The Invisible Line uses photography, video and poetry to document how Jong remembers falling in love over a four-year period leading up to her wedding day. The work is intimate and echoes the bold and provocative sentiment of Nan Goldin and Tracey Emin, but with the snapshot aesthetic of William Eggelston. Highly adept at interjecting private moments into a public space, Jong’s work provides a window into realized and uninhibited displays of passion.Where most people fail at being able to completely let go, Jong travels deep into the nether lands of love where her heart acts as a compass.

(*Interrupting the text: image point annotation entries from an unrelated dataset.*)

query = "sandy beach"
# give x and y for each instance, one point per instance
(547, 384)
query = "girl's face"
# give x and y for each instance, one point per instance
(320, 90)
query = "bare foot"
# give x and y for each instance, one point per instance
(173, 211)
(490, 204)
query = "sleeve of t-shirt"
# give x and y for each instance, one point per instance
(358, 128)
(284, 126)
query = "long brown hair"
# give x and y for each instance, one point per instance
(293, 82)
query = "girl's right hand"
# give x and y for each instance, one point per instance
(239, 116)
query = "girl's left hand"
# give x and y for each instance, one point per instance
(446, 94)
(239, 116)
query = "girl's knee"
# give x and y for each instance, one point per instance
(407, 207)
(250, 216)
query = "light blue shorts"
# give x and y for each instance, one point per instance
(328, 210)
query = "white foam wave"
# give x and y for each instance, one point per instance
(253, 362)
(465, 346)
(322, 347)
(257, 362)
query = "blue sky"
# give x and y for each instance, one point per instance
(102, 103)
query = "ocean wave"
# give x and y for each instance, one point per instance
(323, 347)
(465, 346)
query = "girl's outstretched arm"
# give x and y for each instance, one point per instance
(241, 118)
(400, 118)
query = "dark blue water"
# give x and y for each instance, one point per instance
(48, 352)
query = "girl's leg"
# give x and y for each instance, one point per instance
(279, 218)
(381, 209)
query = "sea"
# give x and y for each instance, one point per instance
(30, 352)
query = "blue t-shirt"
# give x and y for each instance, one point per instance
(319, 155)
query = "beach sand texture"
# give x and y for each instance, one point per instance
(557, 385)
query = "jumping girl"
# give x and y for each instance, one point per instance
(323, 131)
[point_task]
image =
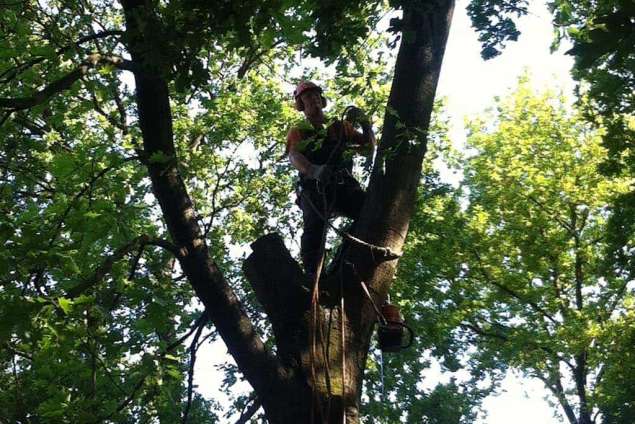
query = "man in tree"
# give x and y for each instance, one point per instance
(319, 152)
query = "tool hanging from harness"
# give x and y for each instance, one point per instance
(392, 331)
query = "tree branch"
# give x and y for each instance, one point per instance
(106, 266)
(11, 73)
(258, 365)
(511, 292)
(246, 414)
(63, 83)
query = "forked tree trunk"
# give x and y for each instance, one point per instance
(317, 371)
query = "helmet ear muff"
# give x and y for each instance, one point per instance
(299, 106)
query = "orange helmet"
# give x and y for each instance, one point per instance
(303, 87)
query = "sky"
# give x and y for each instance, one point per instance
(470, 85)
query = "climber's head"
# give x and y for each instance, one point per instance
(310, 100)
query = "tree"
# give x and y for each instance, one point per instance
(518, 278)
(88, 268)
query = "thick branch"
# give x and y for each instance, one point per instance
(11, 73)
(280, 287)
(260, 368)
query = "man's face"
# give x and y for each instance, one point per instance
(312, 101)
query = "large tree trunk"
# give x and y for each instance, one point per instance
(317, 371)
(334, 361)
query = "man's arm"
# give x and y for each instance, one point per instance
(298, 160)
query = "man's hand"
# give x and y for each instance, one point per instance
(355, 115)
(321, 173)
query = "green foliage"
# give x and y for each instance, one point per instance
(518, 277)
(493, 20)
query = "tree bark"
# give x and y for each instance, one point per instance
(334, 370)
(317, 371)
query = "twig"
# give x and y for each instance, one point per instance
(249, 412)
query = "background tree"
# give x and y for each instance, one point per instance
(518, 278)
(97, 274)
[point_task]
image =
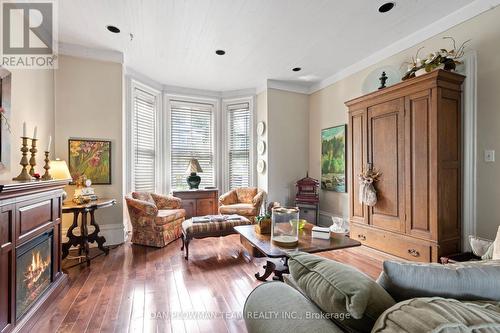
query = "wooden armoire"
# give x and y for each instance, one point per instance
(410, 133)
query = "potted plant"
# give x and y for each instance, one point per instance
(442, 59)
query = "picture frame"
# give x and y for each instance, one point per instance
(92, 158)
(334, 159)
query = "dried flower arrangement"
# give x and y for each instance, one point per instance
(444, 59)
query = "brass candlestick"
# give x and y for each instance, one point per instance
(23, 176)
(33, 151)
(46, 175)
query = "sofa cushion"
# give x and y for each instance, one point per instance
(496, 246)
(338, 288)
(438, 315)
(144, 196)
(473, 280)
(246, 194)
(168, 215)
(489, 253)
(239, 209)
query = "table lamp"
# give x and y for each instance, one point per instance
(193, 179)
(59, 170)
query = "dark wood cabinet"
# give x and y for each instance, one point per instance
(28, 210)
(410, 133)
(199, 202)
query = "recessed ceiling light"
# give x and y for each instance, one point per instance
(113, 29)
(386, 7)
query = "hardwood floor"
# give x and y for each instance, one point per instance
(142, 289)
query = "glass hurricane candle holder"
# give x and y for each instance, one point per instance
(285, 226)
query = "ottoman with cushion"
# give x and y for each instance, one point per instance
(210, 226)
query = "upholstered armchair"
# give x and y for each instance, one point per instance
(244, 201)
(156, 219)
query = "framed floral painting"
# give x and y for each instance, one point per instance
(91, 158)
(333, 159)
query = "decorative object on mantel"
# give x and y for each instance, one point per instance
(442, 59)
(333, 159)
(59, 171)
(193, 179)
(33, 152)
(383, 80)
(24, 175)
(367, 192)
(91, 158)
(46, 175)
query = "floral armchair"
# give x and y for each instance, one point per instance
(244, 201)
(156, 219)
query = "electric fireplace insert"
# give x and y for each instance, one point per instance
(33, 271)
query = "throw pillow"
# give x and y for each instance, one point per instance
(489, 254)
(496, 248)
(436, 314)
(340, 290)
(472, 280)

The photographs on view mimic pieces to a larger puzzle, offering micro-details of when and how Jong’s general existence and personal transition began to crystallize. Between the creation of each image and its pixel and grain, is a gesture of emotion that captures a dissolve and discovery of self, simultaneously. The images are uninhibited and demonstrate a form of passion seldom experienced in contemporary art, but universal to all.
Classic guff language. Take an abstract concept, cloak it in art-world legitimacy by name-checking other better-known artists, and then intersperse with useful guff-words like 'simultaneously'. In guff-land, things are always happening 'simultaneously'; it's a word that allows you to connect the totally random and unconnected.